Avec Ouessantines, Belle-Île en père, Sang de Sein et Cache-cache mortel à Bréhat, le duo Patrick Weber (au scénario) et Nicoby (au dessin) ont réalisé de superbes bandes dessinées sur les îles bretonnes. La nouvelle édition de Ouessantines, en format poche, est l’occasion de toutes les relire.

1- Ouessantines

A Conquet, la jeune bretonne Soizic, qui n’a pas froid aux yeux, a décidé de changer de vie. Malgré les avertissements de sa mère, elle embarque pour Ouessant, afin d’ouvrir une maison d’hôtes. Avec une météo exécrable, le voyage est éprouvant pour les touristes peu habitués à la houle. Soizic va vite déchanter. Elle rencontre son contact sur l’île, lequel n’a pas les panneaux solaires et reste d’une humeur massacrante. Surtout, l’accueil des insulaires, entre méfiance et médisances, est hostile. Il se murmure même que ce nouveau gîte serait un lupanar ! La jeune femme à la personnalité joyeuse et avenante va découvrir que ce ne sera pas si simple de se faire accepter par les habitants de l’île. Seule la vieille Marie l’accueille avec bienveillance, au grand dam de ses quatre amies célibataires, les « corneilles ». Mais Marie est retrouvée pendue chez elle, peu de temps plus tard. Selon son testament, elle lègue ses économies aux « corneilles », mais tous les objets de sa maison à « la nouvelle venue sur Ouessant », qu’elle avait pris en affection. Soizic se met alors en quête du secret de Marie. Mais elle subit la haine des amies de la défunte, qui ne comprennent pas ce legs à une fille du continent…

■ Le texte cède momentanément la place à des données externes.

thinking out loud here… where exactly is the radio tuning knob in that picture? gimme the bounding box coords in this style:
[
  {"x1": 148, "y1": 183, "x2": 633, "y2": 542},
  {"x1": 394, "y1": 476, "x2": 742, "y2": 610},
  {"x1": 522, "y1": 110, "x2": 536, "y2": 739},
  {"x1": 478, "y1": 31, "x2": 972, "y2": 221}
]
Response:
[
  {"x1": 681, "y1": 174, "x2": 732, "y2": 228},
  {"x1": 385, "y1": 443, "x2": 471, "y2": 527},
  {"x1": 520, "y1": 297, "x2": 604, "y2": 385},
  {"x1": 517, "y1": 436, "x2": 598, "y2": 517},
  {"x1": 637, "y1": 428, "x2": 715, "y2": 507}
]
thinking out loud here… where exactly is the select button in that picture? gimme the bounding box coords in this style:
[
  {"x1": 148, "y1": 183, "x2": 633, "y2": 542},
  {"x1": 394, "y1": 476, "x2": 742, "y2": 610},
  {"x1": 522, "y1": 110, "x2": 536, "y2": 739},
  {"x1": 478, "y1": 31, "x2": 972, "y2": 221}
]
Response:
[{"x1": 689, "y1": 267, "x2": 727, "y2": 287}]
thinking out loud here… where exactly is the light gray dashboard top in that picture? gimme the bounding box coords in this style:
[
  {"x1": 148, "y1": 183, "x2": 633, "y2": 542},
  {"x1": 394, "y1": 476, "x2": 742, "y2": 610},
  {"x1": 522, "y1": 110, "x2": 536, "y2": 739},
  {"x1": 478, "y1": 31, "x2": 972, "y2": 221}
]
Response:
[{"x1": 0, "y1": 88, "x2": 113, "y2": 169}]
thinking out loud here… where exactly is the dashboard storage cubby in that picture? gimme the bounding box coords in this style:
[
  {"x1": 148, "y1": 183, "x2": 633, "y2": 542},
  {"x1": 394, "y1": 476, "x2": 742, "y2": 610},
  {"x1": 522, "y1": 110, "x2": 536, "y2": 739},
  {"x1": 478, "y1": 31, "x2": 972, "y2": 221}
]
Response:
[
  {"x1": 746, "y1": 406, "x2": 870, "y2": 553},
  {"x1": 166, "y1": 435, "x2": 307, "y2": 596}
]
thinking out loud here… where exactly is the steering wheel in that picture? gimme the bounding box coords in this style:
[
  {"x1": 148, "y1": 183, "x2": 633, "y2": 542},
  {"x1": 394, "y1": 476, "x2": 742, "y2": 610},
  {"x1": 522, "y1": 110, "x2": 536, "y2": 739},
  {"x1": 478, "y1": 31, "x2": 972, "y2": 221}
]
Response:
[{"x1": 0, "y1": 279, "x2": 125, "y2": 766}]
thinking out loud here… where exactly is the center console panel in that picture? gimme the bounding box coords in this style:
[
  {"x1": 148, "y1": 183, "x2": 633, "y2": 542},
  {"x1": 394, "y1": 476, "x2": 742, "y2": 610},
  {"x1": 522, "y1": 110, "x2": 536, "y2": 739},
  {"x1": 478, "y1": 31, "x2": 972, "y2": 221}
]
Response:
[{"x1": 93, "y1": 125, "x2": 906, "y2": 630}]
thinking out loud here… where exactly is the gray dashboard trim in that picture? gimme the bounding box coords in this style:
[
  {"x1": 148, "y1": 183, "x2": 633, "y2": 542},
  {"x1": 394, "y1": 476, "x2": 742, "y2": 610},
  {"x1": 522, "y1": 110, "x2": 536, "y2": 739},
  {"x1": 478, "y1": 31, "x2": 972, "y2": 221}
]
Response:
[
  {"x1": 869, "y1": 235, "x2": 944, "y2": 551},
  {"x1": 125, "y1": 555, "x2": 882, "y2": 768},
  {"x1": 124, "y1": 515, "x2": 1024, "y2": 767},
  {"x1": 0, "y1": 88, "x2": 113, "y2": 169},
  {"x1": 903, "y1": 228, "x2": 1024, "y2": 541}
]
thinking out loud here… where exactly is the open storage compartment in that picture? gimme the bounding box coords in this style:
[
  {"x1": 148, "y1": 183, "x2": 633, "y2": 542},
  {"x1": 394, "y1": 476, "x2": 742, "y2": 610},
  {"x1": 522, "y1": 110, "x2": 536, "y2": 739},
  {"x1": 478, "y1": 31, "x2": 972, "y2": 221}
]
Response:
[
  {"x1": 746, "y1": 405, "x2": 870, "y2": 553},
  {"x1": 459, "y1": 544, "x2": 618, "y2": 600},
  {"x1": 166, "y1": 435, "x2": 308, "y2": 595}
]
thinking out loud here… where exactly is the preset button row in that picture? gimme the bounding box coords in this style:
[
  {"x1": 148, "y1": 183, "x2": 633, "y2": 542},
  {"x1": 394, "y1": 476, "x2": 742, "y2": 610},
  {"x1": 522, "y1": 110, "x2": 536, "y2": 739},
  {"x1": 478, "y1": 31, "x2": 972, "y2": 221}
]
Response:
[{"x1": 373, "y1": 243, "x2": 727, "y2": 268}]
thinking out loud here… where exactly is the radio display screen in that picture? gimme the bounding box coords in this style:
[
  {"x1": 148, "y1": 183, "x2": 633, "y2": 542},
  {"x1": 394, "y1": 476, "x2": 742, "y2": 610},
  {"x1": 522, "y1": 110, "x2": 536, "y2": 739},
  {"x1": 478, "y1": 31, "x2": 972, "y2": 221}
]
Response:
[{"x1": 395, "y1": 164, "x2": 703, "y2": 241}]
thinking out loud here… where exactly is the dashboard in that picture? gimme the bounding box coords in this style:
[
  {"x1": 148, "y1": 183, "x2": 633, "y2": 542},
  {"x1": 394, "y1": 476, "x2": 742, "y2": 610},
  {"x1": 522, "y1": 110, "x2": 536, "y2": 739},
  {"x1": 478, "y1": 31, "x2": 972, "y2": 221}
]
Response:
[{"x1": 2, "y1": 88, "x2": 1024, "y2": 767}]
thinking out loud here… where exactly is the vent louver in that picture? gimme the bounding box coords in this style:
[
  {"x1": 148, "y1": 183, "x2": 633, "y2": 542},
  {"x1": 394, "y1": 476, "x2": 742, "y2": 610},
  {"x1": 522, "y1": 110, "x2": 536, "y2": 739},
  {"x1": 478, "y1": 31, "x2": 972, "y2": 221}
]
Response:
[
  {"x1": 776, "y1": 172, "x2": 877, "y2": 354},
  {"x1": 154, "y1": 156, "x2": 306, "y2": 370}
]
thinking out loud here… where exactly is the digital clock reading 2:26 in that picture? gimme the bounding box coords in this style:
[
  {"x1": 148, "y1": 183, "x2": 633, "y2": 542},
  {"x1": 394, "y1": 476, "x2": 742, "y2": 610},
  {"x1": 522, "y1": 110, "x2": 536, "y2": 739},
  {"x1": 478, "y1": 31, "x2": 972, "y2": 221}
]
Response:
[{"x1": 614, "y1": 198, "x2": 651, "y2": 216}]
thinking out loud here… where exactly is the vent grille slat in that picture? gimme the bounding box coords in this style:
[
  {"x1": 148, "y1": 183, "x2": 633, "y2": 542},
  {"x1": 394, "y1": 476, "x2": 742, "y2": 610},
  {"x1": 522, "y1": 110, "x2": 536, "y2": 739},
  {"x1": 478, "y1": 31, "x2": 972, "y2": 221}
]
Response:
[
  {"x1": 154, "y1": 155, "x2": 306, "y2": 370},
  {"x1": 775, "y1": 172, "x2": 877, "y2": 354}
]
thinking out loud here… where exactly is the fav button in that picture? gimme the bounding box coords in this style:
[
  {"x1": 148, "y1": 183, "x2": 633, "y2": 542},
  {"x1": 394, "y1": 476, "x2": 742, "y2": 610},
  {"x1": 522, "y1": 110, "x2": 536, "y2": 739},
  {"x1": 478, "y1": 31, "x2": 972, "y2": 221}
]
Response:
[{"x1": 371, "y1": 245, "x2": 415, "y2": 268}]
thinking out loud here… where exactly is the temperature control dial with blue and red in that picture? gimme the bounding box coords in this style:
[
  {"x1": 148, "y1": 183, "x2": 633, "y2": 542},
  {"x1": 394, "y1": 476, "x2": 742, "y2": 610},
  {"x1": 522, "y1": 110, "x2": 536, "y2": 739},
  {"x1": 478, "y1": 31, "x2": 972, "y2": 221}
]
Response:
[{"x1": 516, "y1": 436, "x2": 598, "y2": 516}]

Le journaliste belge Patrick Weber, connu pour ses nombreux scenarios de bandes dessinées ayant pour cadre l’Histoire (Novikov, Alix 26, 27 et 28, La dernière reine, Loïs 3, 4 et 5, 1066, Sparte, Les Aventures de Kathleen…), s’est aussi intéressé aux îles bretonnes. Par un scénario intimiste, Patrick Weber montre que la méfiance des ouessantins envers les étrangers n’est pas une légende. Soizic représente l’espoir de nombreux jeunes qui cherchent à pratiquer une activité professionnelle agréable et qui a du sens. Elle analyse la situation insulaire avec lucidité. Cette histoire avance en douceur avant d’aboutir à une recherche de la vérité sur le passé : une histoire de naufrage, de trésor et d’un terrible secret entre amies. Mais le rythme reste toujours aussi paisible.

On peut trouver la présentation des vieilles ouessantines un rien caricatural. Sans doute ne sont-elles pas aussi mégères, farouches et hostiles envers les « étrangers ». Mais il est vrai que cette communauté insulaire tente, tant bien que mal, de se préserver du tourisme. On peut seulement regretter quelques facilités : les touristes parisiens insupportables, en contraste avec le sympathique couple de lesbiennes qui prennent le temps de vivre. L’enquête semble également improbable. Mais Weber rappelle que les femmes de cette île, pendant que leurs maris étaient en mer, collectaient le précieux goémon, s’occupaient des troupeaux et, parfois, pillaient les épaves au nom du droit de bris. On comprend alors ce vieux dicton : « Qui voit Ouessant voit son sang ».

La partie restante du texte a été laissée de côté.